Wen Ning doesn’t blame Wei Wuxian for Qiongqi Path. He does blame himself, though, and his regrets are largely focused on how the situation deteriorated. He isn’t as horrified by the murder he’s committed.
Key to this: Wei Wuxian admits, in that oblique way of his, that Wen Ning killed Jin Zixuan because Wei Wuxian saw him as an enemy and Wen Ning is attuned to his emotions. Not his orders, not his control, not his resentful energy, but his emotions.
Losing control was losing the ability to hold back the resentment that Wen Ning died with. And what does Wei Wuxian and most of the cultivation world skim over regarding this resentment?

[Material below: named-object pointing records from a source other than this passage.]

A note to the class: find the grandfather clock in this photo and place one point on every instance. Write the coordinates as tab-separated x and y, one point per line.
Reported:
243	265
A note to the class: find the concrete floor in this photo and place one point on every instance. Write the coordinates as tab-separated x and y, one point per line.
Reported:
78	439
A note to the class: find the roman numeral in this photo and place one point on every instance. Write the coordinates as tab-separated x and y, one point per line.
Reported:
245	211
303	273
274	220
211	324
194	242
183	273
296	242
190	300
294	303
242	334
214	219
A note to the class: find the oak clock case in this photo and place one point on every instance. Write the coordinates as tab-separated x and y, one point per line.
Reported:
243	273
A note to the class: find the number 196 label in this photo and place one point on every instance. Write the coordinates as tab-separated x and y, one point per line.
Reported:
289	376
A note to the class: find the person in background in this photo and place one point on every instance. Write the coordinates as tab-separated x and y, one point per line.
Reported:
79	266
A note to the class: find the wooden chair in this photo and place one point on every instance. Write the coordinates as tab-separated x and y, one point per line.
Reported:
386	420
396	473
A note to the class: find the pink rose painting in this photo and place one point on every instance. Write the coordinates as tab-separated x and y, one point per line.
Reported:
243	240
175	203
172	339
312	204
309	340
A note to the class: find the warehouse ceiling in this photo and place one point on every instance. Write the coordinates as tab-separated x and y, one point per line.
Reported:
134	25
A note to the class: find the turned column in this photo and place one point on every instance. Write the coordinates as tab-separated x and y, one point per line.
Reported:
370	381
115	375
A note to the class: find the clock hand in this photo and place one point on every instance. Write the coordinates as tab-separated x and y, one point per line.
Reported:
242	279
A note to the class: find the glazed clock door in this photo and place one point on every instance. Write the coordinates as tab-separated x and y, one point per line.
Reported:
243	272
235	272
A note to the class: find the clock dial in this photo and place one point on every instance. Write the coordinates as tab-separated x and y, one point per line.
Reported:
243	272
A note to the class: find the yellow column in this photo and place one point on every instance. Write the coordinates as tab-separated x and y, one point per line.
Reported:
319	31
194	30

Wen Ning died on Qiongqi Path. He was killed by Jins.
The same people, wearing the same colours, who attacked the man Wen Ning is now tasked with guarding.
Wen Ning had his own reasons for losing control that are broadly independent of Wei Wuxian, but acknowledging those reasons requires 1) acknowledging Wen Ning as his own person and 2) acknowledging that, as a person, he may have homicidal inclinations towards that people that murdered his sect, his clan, his direct family, and himself. The Wens, both victims and victimizers is the narrative, might hold some desire for retribution in their heart that echoes that of the Sunshot Campaign members. And that’s hard, because that’s complicated - no clear villains or victors here.
MXTX plays with narrative like this a lot in MDZS. It’s subtle at times, obvious at others, but it’s a consistent theme of the novel. It’s also one that a lot of discourse seems to miss.
If the character perspectives isn’t enough support for you, though, there’s also the world-building context to look at. According to legend, Qiongqi Path is where the founder of the Qishan Wen Clan, Wen Mao, rose to fame in just one battle. Hundreds of years before the novel’s beginning, he fought a divine beast for eighty-one days and ultimately claimed its life. The divine beast was the Qiongqi, a beast of chaos known to punish the good and encourage the evil, devouring the loyal and the righteous while awarding the malicious. Of course, many of the Wen clan’s legends can be looked at with suspicion. But Qiongqi Path was already a graveyard. It’s a tainted place, with tainted memories for the people involved, firmly seated in a legend that reeks of the inevitability of somebody dying there that day, regardless of one man’s ability to maintain control of another.